Year 12s: what will be the first way you research your future options? >>

Year 12s: what will be the first way you research your future options? >>

Year 12s: what will be the first way you research your future options? >>

Metal Halides help

Ok, so my problem is that when for example, sodium iodide reacts with concentrated sulphuric acid, there seems to be two possibilities:

NaI + H2SO4 -> NaHSO4 + HI

or

2NaI + 2H2SO4 -> Na2SO4 + 2H2O + I2 + SO2

How do you know when to put one and not the other, or does it even matter?

are the conditions for reacting the same?

OP

There is no mention of conditions in the question.

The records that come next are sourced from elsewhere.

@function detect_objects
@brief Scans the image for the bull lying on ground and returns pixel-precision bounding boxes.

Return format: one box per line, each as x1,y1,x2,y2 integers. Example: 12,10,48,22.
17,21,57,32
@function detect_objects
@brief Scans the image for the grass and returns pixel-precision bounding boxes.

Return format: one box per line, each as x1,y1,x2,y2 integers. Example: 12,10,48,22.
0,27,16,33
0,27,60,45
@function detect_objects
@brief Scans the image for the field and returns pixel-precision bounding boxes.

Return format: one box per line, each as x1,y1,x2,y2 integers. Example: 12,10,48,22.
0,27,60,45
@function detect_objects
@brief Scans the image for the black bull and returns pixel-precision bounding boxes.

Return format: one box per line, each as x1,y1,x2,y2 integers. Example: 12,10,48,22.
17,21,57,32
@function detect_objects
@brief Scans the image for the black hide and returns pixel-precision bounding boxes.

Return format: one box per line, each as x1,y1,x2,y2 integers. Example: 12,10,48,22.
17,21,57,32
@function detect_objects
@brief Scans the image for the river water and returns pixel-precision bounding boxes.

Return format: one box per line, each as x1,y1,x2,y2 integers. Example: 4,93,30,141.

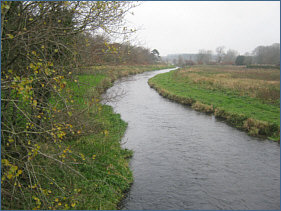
102,69,280,210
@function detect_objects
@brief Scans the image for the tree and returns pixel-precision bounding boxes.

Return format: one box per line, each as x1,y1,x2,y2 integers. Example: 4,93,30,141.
252,43,280,64
216,46,225,63
223,49,239,62
1,1,137,209
178,55,183,67
197,49,213,63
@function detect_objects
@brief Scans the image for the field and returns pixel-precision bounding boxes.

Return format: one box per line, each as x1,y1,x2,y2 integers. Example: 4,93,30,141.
149,66,280,140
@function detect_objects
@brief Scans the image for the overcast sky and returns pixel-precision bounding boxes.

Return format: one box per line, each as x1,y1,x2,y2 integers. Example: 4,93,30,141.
127,1,280,56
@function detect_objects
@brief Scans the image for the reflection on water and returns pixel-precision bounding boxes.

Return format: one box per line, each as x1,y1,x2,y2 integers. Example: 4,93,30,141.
102,70,280,210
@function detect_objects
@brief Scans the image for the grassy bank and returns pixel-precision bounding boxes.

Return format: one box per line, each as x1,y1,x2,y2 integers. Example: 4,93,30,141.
1,65,173,210
149,66,280,140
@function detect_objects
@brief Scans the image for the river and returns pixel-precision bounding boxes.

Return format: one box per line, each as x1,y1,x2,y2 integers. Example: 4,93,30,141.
101,69,280,210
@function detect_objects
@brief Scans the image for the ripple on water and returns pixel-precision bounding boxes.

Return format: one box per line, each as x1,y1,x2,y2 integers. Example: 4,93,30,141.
103,70,280,210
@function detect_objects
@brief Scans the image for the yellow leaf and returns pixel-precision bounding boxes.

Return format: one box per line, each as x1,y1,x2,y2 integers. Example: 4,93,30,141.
7,34,14,39
7,174,13,179
8,139,15,143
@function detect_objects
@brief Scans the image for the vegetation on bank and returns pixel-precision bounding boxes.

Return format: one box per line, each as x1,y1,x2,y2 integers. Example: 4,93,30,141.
1,1,172,210
149,66,280,140
1,65,171,210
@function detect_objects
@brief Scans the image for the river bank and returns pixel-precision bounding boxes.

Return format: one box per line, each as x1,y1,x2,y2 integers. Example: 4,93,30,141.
58,65,173,210
148,66,280,141
1,65,173,210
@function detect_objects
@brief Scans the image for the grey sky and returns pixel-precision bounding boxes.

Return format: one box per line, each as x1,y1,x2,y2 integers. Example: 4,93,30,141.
127,1,280,56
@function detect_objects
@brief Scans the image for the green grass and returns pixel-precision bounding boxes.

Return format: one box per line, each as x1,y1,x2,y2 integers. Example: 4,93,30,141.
1,65,175,210
149,67,280,139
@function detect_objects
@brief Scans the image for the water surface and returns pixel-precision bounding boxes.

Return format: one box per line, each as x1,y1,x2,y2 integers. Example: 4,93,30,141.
103,70,280,210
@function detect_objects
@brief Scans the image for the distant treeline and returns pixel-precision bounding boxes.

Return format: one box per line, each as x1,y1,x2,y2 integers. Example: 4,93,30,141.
162,43,280,66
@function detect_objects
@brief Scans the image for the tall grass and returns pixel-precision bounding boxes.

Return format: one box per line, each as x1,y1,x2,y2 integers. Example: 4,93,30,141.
149,66,280,140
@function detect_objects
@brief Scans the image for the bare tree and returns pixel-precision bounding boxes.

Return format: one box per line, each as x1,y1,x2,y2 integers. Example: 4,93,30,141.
216,46,225,63
223,49,239,62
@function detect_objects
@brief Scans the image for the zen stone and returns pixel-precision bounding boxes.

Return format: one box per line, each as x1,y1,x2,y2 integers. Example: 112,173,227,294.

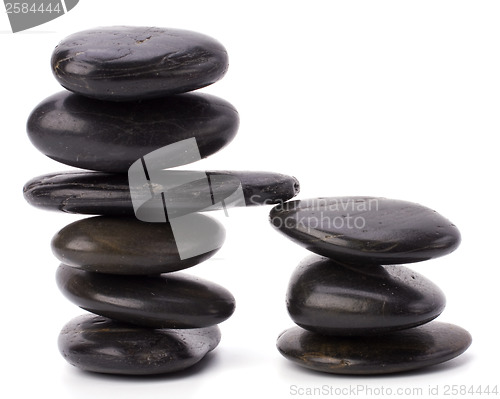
56,265,235,328
58,314,221,375
270,197,460,265
27,92,239,173
52,214,225,275
286,255,446,335
23,171,299,216
51,26,228,101
277,321,472,374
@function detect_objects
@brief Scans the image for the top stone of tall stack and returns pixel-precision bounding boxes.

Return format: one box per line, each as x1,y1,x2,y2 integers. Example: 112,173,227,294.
51,26,228,101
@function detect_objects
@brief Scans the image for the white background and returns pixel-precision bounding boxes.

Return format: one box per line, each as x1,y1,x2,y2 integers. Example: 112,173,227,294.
0,0,500,399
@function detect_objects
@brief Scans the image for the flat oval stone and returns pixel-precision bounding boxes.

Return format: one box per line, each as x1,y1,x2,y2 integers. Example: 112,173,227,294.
58,314,221,375
270,197,460,265
277,321,472,375
56,265,235,328
23,171,300,216
286,255,446,335
51,26,228,101
27,92,239,173
52,214,225,275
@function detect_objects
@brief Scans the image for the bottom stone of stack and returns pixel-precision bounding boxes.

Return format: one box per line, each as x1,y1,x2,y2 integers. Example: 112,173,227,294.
277,321,472,375
58,314,221,375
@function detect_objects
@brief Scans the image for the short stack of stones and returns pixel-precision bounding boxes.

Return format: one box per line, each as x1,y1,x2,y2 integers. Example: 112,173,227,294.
270,197,472,374
24,27,299,375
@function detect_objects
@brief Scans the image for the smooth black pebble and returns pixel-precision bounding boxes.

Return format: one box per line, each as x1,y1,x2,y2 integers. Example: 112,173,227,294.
51,214,225,275
277,321,472,375
286,255,446,335
270,197,460,265
58,314,221,375
23,170,300,216
51,26,228,101
27,92,239,173
56,265,235,328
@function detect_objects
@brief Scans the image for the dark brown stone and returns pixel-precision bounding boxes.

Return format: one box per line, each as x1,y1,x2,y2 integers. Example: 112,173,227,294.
58,314,221,375
277,321,472,374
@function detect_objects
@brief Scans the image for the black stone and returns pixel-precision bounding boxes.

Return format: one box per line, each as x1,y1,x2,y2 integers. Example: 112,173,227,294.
56,265,235,328
52,214,225,275
58,315,221,375
27,92,239,173
23,171,299,216
270,197,460,265
277,321,472,374
51,26,228,101
286,255,446,335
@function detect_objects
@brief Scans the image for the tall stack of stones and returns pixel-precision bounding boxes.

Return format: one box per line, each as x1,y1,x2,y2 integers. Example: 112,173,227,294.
24,27,299,375
270,197,472,374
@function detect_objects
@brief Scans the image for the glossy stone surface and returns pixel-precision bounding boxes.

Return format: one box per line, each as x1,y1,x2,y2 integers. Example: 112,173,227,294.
51,26,228,101
27,92,239,173
58,314,221,375
56,265,235,328
286,255,446,335
23,171,299,216
277,321,472,375
51,214,225,275
270,197,460,265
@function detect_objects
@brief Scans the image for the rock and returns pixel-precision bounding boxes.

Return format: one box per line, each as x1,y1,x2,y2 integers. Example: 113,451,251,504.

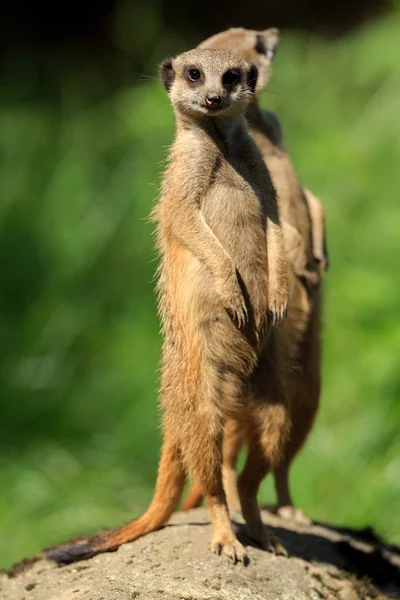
0,509,400,600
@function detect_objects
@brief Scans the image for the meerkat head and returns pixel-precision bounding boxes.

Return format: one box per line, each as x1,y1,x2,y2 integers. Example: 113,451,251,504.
160,49,258,118
198,27,279,93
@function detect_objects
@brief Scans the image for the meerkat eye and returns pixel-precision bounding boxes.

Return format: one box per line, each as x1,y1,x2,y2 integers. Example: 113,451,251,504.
188,69,201,81
222,69,241,87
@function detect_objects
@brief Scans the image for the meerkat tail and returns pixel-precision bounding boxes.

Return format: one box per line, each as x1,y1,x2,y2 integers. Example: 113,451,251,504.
47,439,186,564
182,481,203,511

According to the mark scheme, for NaCl the first equations applies but it's the second for NaI. In both cases concentrated sulphuric acid is added to the solid sodium halide.

I is a stronger reducing agent than Cl so the reaction goes further (not just to the hydrogen halide stage)

OP

Ah right, that'll be why then.

So is bromine strong enough to reduce it to SO2 and H2S as well?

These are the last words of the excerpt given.